1911 Richard left Southampton on the 2nd August 1911 on the Oceanic. This time he was heading for Calumet in the Upper Michigan (copper again!). He gives his mother, Ann, as his home contact and he was joining his uncle ‘W John Goninan’ or it may be Mr John Goninan; this would make more sense since he had an uncle John but not a W. John. On the other hand I think that John was not alive in 1911 because the death of a John Goninan is recorded in Montana in 1909. We often find with this sort of research that we are left with unanswered questions; very frustrating but that’s how it is.
1914 Richard left Southampton on the 10th June 1914 on the Olympic heading for Calumet again, joining his friend Absalom Richards who was living in Mohawk
1921 Richard left Southampton on the 16th July 1921 on the Aquitania to join his wife Elizabeth in Butte, Montana.
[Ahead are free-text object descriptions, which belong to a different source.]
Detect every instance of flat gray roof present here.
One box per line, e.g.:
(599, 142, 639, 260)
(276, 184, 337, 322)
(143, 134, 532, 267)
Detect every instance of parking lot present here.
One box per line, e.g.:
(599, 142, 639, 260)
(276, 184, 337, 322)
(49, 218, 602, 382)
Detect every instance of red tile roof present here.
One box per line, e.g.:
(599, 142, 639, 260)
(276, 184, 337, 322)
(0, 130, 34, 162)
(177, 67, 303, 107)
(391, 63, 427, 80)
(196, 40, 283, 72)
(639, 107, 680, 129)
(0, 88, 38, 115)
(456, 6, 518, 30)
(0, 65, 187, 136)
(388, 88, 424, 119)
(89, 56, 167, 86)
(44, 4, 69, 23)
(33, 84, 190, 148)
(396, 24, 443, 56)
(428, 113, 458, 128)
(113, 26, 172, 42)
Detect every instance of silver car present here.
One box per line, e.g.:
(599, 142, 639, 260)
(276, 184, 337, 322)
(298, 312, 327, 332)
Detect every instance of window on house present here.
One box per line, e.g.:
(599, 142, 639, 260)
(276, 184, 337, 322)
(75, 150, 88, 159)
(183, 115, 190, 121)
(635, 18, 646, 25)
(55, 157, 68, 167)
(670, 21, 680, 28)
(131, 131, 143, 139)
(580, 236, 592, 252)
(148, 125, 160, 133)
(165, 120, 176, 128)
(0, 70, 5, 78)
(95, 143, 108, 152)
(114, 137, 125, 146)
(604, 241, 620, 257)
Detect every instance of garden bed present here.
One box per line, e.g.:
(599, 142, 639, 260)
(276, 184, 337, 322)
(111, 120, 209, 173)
They were then living at 736 East Park St in Butte. This was Richard’s second marriage.
Alfred Goninan
Alfred Goninan (founder of the Australian engineering firm) sailed for New York from Liverpool in England on the S.S. Adriatic arriving on the 30th November 1917 (although in his memoirs Alfred recalls it as being the Cedric). His details are recorded as follows:-
age 52
height 5’ 4’’
eyes: grey
hair: grey
born St Just, Cornwall
occupation: manager
permanent residence, Newcastle, Australia
contact Ralph Goninan of Newcastle (Alfred’s brother)
in transit, final destination Newcastle
contact address while in the US, c/o Marconi Co of New York
In his memoirs (A Cousin Jack in Australia, edited by L.E. Fredman) Alfred describes this business trip in some detail. He sailed from Sydney in May of 1917 with his wife, Annie, and their daughter also Annie but known as Queenie, together with a Mr Henderson, a business associate. They visited Honolulu on the way to San Francisco. In California Alfred and Mr Henderson visited various works to look at electric furnaces. On their way to Chicago they visited the Grand Canyon. In Chicago they visited more engineering works before going on to Detroit (the Ford plant) and Pittsburg (the Carnegie Steel Works). From New York they visited Niagara Falls.
It was then that Alfred decided he would like to visit England and he and his daughter sailed on the S.S. Lapland which was a troopship and sailing as part of an escorted convoy of troopships (the US had joined the First World War in April of that year). Alfred and Queenie arrived in Liverpool on the 1st September. It must have been a hair-raising trip with German U-boats active in the Atlantic.
In April of that year the Lapland had struck a mine but managed to limp into Liverpool. In the June it had been requisitioned and converted into a troopship. In the UK Alfred visited Sheffield and Birmingham as well as his beloved Cornwall. He then returned to New York which is the voyage listed on the Ellis Island records.